Après le déclenchement de l'invasion de l'Ukraine par la Russie en février 2022, de nombreux pays, au nom du respect du droit international, se sont unis dans un même soutien à l'Ukraine. Mais il est clair que le niveau d'opposition à la Russie varie d'un pays à l'autre. Certains affichent une position intransigeante à l'égard du Kremlin, tandis que d'autres apparaissent plus hésitants, et mettent en avant leur intérêt national.
Actuellement, le CIO est en débat à propos de l'acceptation ou non, aux jeux de Paris de 2024, des athlètes russes et biélorusses.
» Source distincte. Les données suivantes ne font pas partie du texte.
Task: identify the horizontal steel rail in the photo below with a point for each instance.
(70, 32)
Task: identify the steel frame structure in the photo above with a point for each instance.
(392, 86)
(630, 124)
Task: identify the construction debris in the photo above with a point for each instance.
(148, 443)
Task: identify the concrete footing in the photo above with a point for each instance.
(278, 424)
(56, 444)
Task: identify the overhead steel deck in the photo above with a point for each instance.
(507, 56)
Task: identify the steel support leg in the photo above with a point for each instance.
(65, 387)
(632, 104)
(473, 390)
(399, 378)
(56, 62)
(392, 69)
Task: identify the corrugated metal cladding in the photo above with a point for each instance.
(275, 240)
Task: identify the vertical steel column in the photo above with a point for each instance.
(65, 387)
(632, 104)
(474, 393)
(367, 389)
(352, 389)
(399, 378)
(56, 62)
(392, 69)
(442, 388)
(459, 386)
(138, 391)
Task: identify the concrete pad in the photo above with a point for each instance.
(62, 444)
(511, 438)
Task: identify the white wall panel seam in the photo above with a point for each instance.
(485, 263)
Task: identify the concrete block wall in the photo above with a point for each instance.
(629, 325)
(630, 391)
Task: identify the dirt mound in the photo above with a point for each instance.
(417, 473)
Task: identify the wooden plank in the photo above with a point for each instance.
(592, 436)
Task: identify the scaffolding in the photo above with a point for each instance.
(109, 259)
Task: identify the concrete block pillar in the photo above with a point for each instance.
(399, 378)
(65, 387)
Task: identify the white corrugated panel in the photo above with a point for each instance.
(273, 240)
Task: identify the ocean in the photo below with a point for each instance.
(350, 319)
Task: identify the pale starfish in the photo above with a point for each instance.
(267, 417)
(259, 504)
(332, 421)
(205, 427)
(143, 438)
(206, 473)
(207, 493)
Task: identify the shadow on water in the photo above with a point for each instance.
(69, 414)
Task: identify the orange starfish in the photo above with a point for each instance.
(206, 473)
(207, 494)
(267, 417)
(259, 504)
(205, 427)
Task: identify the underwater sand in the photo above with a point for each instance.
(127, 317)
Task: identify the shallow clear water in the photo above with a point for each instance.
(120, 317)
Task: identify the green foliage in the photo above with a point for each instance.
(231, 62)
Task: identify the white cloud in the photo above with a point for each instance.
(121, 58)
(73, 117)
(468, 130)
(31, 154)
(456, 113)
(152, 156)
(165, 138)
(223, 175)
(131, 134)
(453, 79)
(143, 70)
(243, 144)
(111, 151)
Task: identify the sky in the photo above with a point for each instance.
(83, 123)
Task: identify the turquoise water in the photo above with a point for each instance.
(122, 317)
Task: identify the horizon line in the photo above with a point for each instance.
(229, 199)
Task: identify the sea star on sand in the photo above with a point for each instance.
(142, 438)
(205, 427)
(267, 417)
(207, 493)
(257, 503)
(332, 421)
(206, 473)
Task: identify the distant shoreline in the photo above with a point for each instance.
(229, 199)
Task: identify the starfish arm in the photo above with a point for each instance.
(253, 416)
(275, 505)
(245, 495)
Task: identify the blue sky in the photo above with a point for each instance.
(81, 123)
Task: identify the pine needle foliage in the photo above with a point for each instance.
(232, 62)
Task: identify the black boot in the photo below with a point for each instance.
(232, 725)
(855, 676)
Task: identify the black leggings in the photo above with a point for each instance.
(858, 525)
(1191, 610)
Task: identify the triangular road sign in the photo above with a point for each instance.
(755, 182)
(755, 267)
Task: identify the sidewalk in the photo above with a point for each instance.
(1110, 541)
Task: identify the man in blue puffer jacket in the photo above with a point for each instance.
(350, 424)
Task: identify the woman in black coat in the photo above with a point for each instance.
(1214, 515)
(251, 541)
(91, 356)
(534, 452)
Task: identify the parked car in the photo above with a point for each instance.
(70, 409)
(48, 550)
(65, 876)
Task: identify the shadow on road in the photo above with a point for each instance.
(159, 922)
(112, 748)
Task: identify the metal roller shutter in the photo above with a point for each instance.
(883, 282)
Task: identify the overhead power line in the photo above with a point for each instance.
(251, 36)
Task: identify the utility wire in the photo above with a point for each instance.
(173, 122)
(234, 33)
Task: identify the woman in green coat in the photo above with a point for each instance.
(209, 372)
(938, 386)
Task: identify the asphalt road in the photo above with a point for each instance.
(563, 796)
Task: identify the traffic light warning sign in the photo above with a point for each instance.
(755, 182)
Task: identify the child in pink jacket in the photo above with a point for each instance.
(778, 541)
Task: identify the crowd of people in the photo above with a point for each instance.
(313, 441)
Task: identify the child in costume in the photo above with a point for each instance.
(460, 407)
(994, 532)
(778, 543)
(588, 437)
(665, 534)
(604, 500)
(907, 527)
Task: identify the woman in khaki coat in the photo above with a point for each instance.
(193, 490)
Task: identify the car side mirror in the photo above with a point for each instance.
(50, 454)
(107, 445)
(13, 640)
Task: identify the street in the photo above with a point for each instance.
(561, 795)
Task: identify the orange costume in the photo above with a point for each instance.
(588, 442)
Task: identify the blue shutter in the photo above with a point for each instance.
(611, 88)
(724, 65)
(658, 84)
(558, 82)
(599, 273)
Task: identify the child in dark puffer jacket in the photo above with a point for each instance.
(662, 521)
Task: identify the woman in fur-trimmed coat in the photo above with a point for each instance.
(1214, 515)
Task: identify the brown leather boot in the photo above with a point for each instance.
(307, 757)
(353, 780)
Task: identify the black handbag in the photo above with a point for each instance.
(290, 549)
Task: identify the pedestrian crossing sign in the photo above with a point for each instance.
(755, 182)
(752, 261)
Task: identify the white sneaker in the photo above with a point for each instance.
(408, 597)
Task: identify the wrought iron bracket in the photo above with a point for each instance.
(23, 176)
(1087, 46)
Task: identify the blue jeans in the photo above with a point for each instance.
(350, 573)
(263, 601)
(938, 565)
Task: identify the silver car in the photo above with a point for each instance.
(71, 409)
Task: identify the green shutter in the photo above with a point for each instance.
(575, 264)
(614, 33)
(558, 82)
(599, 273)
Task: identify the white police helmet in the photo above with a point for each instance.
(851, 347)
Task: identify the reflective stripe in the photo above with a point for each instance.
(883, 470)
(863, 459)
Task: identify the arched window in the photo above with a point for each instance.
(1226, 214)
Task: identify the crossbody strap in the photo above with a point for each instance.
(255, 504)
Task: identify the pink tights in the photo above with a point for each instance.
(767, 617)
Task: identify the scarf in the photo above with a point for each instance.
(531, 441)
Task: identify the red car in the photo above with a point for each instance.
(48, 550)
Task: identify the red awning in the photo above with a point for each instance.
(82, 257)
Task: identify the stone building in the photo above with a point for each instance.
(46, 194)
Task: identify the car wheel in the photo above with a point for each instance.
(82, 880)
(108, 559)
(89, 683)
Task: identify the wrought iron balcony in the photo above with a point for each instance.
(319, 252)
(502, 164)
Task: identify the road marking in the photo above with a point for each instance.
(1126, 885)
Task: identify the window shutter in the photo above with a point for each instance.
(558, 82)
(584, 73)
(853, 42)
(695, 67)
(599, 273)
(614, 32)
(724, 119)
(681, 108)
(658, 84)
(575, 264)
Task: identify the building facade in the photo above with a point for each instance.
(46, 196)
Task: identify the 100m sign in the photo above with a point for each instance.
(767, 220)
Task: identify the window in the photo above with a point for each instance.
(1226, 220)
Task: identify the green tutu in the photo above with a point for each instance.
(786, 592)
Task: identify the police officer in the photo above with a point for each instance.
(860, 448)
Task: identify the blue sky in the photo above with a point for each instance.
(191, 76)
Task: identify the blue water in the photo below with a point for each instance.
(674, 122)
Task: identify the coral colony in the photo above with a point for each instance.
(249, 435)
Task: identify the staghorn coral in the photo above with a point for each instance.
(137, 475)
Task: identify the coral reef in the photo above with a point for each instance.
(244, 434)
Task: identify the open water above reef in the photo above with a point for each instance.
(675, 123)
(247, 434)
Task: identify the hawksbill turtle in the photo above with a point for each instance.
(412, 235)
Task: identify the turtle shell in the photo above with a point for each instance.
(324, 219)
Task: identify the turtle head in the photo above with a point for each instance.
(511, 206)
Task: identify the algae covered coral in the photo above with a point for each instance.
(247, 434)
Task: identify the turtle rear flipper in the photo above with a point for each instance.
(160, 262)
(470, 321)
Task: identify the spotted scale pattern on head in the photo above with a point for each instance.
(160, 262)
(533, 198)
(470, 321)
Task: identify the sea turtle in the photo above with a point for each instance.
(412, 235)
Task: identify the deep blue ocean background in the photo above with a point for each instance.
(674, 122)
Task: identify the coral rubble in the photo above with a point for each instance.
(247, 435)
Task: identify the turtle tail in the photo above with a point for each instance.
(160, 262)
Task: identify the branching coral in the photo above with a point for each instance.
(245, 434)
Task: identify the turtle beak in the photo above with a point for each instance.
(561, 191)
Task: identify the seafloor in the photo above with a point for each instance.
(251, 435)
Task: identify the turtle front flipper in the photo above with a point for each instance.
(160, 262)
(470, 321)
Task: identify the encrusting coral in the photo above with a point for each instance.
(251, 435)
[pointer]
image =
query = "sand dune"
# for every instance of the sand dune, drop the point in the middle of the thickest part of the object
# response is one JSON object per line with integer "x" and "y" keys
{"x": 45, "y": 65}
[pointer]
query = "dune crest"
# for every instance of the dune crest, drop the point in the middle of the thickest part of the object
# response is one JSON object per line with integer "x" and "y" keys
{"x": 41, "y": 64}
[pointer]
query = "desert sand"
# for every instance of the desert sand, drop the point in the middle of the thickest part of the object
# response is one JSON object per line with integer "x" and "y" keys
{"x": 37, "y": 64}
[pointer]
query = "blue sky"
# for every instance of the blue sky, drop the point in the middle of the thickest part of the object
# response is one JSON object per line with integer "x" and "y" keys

Les partisans du boycott jugent qu'il serait immoral que des représentants d'un pays agresseur, dont on ne compte plus les victimes civiles, participent à la compétition et y soient honorés. D'autres considèrent que les athlètes ne sont pour rien dans la politique de leur dirigeant, et que ce serait même une double peine que de les privés de compétition. Ceux-là préconisent une participation individuelle, sans drapeau national. D'autres enfin estiment que c'est précisément l'esprit olympique, tel qu'il a été défini par Pierre de Coubertin, que d'exclure toute référence à la politique, et que l'arène sportive doit être un hâvre de paix. Les JO de Berlin en 1936 ont mis, c'est vrai, cette théorie plutôt à mal.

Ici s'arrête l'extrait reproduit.